When I was about 13, hand washing was one of the things my OCD focused on. I washed my hands so much that the skin became dried out and red. I got more and more cuts on my hands, the most I counted at one time was 17.

Despite these cuts I used hand sanitiser (I think this was because the school toilets didn’t always have soap available, or perhaps it was for putting on after I had touched the door handle to leave the toilet block). If you’ve ever got hand sanitiser in a cut you’ll know how painful it is. To the young me, this pain was worth it to try and get rid of germs, and to feel like my hands were clean.

I remember hearing another teen who I didn’t know referring to me as the ‘girl with the hand cleaner’ (I kept most of my OCD symptoms well hidden, but being clinically obsessed with morality and hygiene doesn’t grant you much popularity amongst teenagers).
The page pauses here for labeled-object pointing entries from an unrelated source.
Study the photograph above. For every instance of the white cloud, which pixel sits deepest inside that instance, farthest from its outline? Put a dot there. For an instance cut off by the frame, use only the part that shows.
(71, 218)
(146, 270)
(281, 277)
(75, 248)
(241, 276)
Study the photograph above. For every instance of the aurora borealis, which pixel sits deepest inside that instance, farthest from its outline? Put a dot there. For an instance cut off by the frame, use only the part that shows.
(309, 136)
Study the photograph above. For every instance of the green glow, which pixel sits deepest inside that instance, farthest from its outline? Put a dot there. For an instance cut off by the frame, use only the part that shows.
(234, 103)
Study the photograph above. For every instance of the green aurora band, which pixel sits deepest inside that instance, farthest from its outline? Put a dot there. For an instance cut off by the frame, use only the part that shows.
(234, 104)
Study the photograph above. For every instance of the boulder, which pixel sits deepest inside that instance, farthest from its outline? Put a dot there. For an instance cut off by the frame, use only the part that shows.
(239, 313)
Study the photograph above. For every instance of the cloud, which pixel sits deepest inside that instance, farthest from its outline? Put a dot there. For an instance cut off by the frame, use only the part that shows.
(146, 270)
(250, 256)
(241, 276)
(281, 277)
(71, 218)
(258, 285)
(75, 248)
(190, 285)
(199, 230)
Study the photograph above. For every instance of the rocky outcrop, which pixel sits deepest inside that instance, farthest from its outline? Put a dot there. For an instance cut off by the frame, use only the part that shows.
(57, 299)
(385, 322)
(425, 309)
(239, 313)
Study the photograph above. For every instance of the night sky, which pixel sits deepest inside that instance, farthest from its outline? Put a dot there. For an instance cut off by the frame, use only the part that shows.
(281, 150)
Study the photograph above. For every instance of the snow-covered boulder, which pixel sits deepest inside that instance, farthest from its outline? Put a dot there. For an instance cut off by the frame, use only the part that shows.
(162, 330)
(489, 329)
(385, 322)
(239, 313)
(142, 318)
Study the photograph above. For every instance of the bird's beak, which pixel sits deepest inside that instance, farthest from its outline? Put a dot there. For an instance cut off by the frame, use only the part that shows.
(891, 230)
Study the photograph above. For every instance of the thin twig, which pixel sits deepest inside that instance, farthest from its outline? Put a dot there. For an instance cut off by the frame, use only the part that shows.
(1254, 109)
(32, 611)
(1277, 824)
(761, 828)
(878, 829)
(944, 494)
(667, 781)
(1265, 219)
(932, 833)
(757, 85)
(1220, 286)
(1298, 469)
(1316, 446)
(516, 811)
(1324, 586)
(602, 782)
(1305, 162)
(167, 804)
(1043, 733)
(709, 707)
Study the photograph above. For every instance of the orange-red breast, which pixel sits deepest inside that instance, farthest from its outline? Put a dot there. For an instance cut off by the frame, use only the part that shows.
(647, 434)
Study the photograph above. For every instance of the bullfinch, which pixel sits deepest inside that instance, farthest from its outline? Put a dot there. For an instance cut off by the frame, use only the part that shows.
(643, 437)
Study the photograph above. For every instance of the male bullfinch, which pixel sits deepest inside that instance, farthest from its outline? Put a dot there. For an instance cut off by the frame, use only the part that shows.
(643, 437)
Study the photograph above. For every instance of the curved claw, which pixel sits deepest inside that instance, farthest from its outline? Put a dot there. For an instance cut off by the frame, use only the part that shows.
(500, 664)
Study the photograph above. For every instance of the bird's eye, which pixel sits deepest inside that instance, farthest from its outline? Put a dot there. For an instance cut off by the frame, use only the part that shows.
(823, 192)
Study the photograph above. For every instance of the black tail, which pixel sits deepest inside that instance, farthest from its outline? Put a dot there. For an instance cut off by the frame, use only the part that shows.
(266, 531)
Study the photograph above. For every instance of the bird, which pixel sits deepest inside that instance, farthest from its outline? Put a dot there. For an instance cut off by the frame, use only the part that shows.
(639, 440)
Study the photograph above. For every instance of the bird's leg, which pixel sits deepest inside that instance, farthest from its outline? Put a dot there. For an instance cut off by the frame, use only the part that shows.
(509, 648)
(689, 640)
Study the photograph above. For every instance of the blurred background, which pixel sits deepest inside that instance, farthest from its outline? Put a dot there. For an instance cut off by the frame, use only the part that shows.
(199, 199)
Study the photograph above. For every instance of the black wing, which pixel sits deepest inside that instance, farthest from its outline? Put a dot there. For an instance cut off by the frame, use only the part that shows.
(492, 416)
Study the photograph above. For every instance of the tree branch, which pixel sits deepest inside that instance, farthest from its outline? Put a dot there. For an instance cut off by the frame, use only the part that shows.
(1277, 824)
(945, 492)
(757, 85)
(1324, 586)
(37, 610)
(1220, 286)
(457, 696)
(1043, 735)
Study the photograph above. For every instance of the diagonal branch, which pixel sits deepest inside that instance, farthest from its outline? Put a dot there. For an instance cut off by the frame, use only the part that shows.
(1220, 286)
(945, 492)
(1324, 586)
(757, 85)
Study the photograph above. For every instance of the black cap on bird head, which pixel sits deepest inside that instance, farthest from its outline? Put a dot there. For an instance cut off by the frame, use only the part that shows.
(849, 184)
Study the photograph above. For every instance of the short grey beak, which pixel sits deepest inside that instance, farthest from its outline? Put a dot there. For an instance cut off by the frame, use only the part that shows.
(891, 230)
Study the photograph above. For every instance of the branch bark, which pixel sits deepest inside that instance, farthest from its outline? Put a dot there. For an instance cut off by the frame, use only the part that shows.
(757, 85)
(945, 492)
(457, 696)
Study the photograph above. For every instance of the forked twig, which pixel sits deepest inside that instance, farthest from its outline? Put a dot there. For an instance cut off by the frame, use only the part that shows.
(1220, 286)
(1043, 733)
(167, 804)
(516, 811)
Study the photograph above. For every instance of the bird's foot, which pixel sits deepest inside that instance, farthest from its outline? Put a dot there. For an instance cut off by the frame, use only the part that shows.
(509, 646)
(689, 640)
I can’t say for sure how I stopped, it was a long time ago. But I think it was partly making a conscious effort to limit the actual process of hand washing (I used to wash them a bit like you see on those NHS posters – going in between the fingers, the back of the hand and so on) so it was a shorter sequence. My OCD also moved on to other forms as I got older – perhaps because I was gaining strength against the symptoms I was familiar with (usually when I have beaten OCD symptoms it has morphed into a different kind of OCD), or perhaps just a natural progression of the illness. At this time I was still refusing to seek any medical help.

Nowadays I wash my hands more than the average person, but not an obsessive amount. My hands aren’t red and there aren’t any cuts. Writing this makes me feel sad for the teenage me, yet I would happily swap the mental OCD horrors I live with at the moment for 17 cuts on my hands.